A Jupyter kernel for complete remote execution on Databricks clusters.

1. Features

  • Execute Python code entirely on Databricks clusters
    • Works with VS Code, JupyterLab, and other Jupyter frontends
    • CLI execution support with jupyter execute command
  • Automatic file synchronization to the Databricks cluster driver node
    • Syncs your local project files to the cluster driver node before each execution
    • Respects .gitignore patterns and configurable exclude rules
    • Configurable size limits to prevent syncing large files

2. Requirements

  • Python 3.11 or later
  • Databricks workspace with authentication configured (supports Personal Access Token, OAuth M2M with Service Principal, etc.)
  • Classic all-purpose cluster

3. Quick Start

  1. Install the kernel:

    pip install jupyter-databricks-kernel
    python -m jupyter_databricks_kernel.install
    

    Install options:

    Option Description
    (default) Install to current venv (sys.prefix)
    --user Install to user site (~/.local/share/jupyter/kernels/)
    --prefix PATH Install to custom path
  2. Configure authentication and cluster:

    # Recommended: Use Databricks CLI to set up everything
    databricks auth login --configure-cluster
    

    This creates ~/.databrickscfg with authentication credentials and cluster ID.

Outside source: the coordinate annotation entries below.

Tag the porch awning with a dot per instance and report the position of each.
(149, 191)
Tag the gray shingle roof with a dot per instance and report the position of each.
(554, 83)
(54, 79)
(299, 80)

    Alternatively, use environment variables:

    # Override cluster ID (optional, takes priority over ~/.databrickscfg)
    export DATABRICKS_CLUSTER_ID=your-cluster-id
    
    # Authentication (if not using ~/.databrickscfg)
    export DATABRICKS_HOST=https://your-workspace.cloud.databricks.com
    export DATABRICKS_TOKEN=your-personal-access-token
    
    # Service Principal authentication (alternative to PAT)
    export DATABRICKS_CLIENT_ID=your-client-id
    export DATABRICKS_CLIENT_SECRET=your-client-secret
    
    # Use specific profile from ~/.databrickscfg (optional)
    export DATABRICKS_CONFIG_PROFILE=your-profile-name
    

    For authentication options, see Databricks SDK Authentication.

  3. Open a notebook and select "Databricks" kernel:

    VS Code:

    1. Install the Jupyter extension
    2. Open a .ipynb file
    3. Click "Select Kernel" and choose "Databricks"

    JupyterLab:

    jupyter-lab
    

    Select "Databricks" from the kernel list.

  4. Run a simple test:

    spark.version
    

If the cluster is stopped, the first execution may take 5-6 minutes while the cluster starts.

4. Configuration

4.1. Cluster ID

Cluster ID is read from (in order of priority):

  1. DATABRICKS_CLUSTER_ID environment variable
  2. ~/.databrickscfg (from active profile)

Active profile is determined by DATABRICKS_CONFIG_PROFILE environment variable, or DEFAULT if not set.

Example ~/.databrickscfg:

[DEFAULT]
host = https://your-workspace.cloud.databricks.com
token = dapi...
cluster_id = 0123-456789-abcdef12

4.2. Sync Settings

You can configure file synchronization in pyproject.toml:

[tool.jupyter-databricks-kernel.sync]
enabled = true
source = "."
exclude = ["*.log", "data/"]
max_size_mb = 100.0
max_file_size_mb = 10.0
use_gitignore = true
Option Description Default
sync.enabled Enable file synchronization true
sync.source Source directory to sync "."
sync.exclude Additional exclude patterns []
sync.max_size_mb Maximum total project size in MB No limit
sync.max_file_size_mb Maximum individual file size in MB No limit
sync.use_gitignore Respect .gitignore patterns true
sync.workspace_extract_dir Custom extraction directory on cluster null (auto)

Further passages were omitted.